In [1]:
import torch
import torch.nn.functional as F

import torchsde
import math
import matplotlib.pyplot as plt

import numpy as np

from tqdm.notebook import tqdm
# from torch import datasets

from torch import _vmap_internals
from torchvision import datasets, transforms
from functorch import vmap
from torchvision.transforms import ToTensor

# import torch.nn.functional as F

import pandas as pd

In [2]:
from cfollmer.objectives import log_g, relative_entropy_control_cost, stl_relative_entropy_control_cost_xu
from cfollmer.sampler_utils import FollmerSDE
from cfollmer.drifts import *
from cfollmer.trainers import basic_batched_trainer

functorch succesfully imported


# The Model

\begin{align}
\theta &\sim \mathcal{N}(\theta | 0, \sigma_w^2 \mathbb{I}) \\
y_i | x_i, \theta &\sim  \mathrm{Cat}\left[\mathrm{NN}_{\theta}\left(x_i \right)\right]
\end{align}

We want samples from $p(\theta | \{(y_i, x_i)\})$. Note $f(x; \theta)$ is a neural net with params $\theta$

## Loading the iris dataset

In [3]:
images_train = datasets.MNIST("../data/mnist/", download=True, transform=ToTensor(), train=True)
images_test = datasets.MNIST("../data/mnist/", download=True, transform=ToTensor(), train=False)

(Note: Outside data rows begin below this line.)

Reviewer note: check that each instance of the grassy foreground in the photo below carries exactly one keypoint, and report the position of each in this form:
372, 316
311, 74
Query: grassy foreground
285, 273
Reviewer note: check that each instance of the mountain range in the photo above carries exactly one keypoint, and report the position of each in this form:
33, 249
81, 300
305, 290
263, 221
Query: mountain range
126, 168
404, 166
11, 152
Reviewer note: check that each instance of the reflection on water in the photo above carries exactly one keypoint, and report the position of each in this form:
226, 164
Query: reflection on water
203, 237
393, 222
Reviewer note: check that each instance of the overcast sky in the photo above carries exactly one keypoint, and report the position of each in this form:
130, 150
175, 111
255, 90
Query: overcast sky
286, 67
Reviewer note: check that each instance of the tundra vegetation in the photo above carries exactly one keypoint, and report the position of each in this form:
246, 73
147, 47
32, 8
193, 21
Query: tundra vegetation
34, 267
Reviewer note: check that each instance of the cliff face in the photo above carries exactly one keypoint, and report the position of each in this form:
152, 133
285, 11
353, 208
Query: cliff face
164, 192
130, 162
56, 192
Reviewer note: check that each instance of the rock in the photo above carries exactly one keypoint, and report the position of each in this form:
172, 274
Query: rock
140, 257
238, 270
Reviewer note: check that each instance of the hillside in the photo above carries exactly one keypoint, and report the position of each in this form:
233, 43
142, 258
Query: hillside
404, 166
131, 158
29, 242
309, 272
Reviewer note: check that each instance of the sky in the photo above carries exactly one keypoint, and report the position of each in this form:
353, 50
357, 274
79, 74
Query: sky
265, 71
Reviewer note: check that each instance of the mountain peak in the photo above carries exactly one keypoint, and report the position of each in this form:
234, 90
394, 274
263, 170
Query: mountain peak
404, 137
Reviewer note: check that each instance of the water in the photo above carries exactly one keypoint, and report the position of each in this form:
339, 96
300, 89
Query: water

transform = torch.nn.Sequential(transforms.Normalize((0.1307,), (0.3081)))

In [4]:
images_train.data.shape

torch.Size([60000, 28, 28])

In [5]:
X_train, y_train = images_train.data, images_train.targets
X_test, y_test = images_test.data, images_test.targets

X_train = transform(X_train.float())
X_test = transform(X_test.float())

y_train = F.one_hot(y_train)
y_test = F.one_hot(y_test)

# X_train = np.concatenate((X_train, np.ones((X_train.shape[0],X_train.shape[1]))), axis=1)
# X_test = np.concatenate((X_test, np.ones((X_test.shape[0],X_train.shape[1]))), axis=1)

In [6]:
device = "cuda" if torch.cuda.is_available() else "cpu"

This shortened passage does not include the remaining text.